Warum nicht einmal den Spiess umdrehen, haben sich einige findige Köpfe aus der Start-up-Szene gedacht. Warum sollen Passagiere nach dem passenden Angebot suchen, wenn sich doch eigentlich auch die Airlines um die Passagiere bemühen könnten? Aus dieser Idee heraus haben der Tessiner Sandro Scodeller, der Malawier Anthony Kalinde und die Iranerin Mozhgan Tavakolifard das Unternehmen «Ipower. me» ins Leben gerufen. Später stiess noch Ieva Brezgyte aus Litauen dazu. Die vier, so erzählen sie im Gespräch mit TRAVEL INSIDE, haben früher zusammen bei einem Start-up im Bereich Datenwissenschaft zusammengearbeitet und wollen dieses Know-how nun in den Flugvertrieb bringen.

DIE VERSPRECHEN SIND GROSS: «Werde belohnt für deine Reisen und dafür, wer du bist», heisst es auf der Website, oder auch «Die Macht von Big Data sollte nicht beim Anbieter liegen, sondern beim Kunden». Wo liegt der Unterschied zu normalen Suchplattformen wie Skyscanner und Co? «Auf Skyscanner suche ich und erhalte eine riesige Liste. Bei uns sage ich, wer ich bin und wo ich hin will, und erhalte daraufhin die passenden Angebote von den Airlines», sagt Scodeller.

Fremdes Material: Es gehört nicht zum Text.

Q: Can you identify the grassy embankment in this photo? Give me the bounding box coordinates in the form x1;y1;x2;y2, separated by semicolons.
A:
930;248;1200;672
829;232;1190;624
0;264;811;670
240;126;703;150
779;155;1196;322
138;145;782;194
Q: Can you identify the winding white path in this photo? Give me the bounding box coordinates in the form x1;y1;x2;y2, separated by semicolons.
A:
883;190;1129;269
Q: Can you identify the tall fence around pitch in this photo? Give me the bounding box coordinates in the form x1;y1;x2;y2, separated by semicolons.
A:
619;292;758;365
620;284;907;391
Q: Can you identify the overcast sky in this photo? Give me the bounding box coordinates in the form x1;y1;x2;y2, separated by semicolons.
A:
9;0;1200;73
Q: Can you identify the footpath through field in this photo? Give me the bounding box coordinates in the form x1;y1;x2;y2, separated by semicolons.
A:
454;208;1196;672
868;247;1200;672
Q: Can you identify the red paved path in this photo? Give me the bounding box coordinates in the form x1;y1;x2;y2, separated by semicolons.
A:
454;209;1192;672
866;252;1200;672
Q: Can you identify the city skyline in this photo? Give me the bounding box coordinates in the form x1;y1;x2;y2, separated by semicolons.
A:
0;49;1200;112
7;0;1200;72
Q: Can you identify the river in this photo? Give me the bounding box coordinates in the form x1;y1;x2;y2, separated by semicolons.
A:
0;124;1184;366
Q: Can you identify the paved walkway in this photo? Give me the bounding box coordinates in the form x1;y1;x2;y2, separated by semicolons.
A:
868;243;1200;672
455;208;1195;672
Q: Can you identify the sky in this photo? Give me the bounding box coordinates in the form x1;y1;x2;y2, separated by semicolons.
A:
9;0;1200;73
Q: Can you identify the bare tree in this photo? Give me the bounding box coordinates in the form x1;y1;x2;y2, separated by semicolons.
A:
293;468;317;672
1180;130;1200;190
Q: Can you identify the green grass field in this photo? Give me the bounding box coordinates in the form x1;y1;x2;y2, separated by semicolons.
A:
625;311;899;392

KONKRET LEGT DER KUNDE auf der Ipower. me-App ein Leisure- oder Corporate- Profil an und gibt entweder die Destination oder auch einfach eine Aktivität ein. Daraufhin erhält er die passenden Angebote der Airlines, zwischen denen er ähnlich wie auf der Dating App Tinder hin- und her-«swipen » kann. Der Clou dabei: Die Airlines haben bis zu diesem Zeitpunkt noch keine Kundendaten erhalten, sondern ihre normale Marktsegmentierung gemacht und darauf basierend Angebote zusammengestellt. Bei Ipower.me sehen sie, wie viele Treffer ihr Angebot bei den Usern landen könnte – aber nicht, wer diese User sind. Erst bei der Buchung fliessen Kundendaten.

«Auf diese Weise bleibt die Datenhoheit bei den Kunden, und es entsteht trotzdem eine direkte Verbindung», erklärt Scodeller. Die Airlines können dabei mit ihren Produkt-Bausteinen «Mix & Match» betreiben und zum Beispiel Ancillaries in ihre Angebote einbauen. Es findet quasi ein «Reversed bidding» statt; die Airlines können ihre Angebote so optimieren, dass sie mit den Anforderungen möglichst vieler Ipower.me-Benutzer übereinstimmen. Der Vorteil für die Airlines: «Auf diese Weise ist nicht zwingend derjenige mit dem tiefsten Preis zuvorderst, sondern die Airline, welche die Bedürfnisse der Kunden am besten abdeckt. Das gibt z.B. einer Swiss oder Lufthansa die Chance, mit Low-Costern zu konkurrieren», ist Scodeller überzeugt.

DIE IDEE KOMMT AN: An einem Hackathon der IATA überzeugte das Start-up und holte den ersten Platz. Seither zeigen die Airlines Interesse, etwa Finnair oder der Innovation Hub der Lufthansa-Gruppe. Jetzt müssen Kunden her, weshalb Ipower.me in den nächsten Tagen eine Kickstarter-Kampagne starten wird. «Wir benötigen Geld, aber wir benötigen vor allem auch User. 100000 Kunden wäre ein guter Start», sagt Scodeller. Wer auf dem Laufenden bleiben möchte, kann sich auf Ipower.me registrieren.

Der Zeitpunkt scheint sowohl von Airline- als auch von Kundenseite her günstig. Ipower.me basiert auf NDC und gilt als Direktvertriebskanal, was sich voll mit den aktuellen Entwicklungen deckt. Und auf Kundenseite ist die neue Datenschutz-Grundverordnung zurzeit in aller Munde.

Das System lässt sich im Prinzip aber auf jeden anderen Vertrieb übertragen. «Der nächste logische Schritt wären Hotels und Mietwagen», so Scodeller.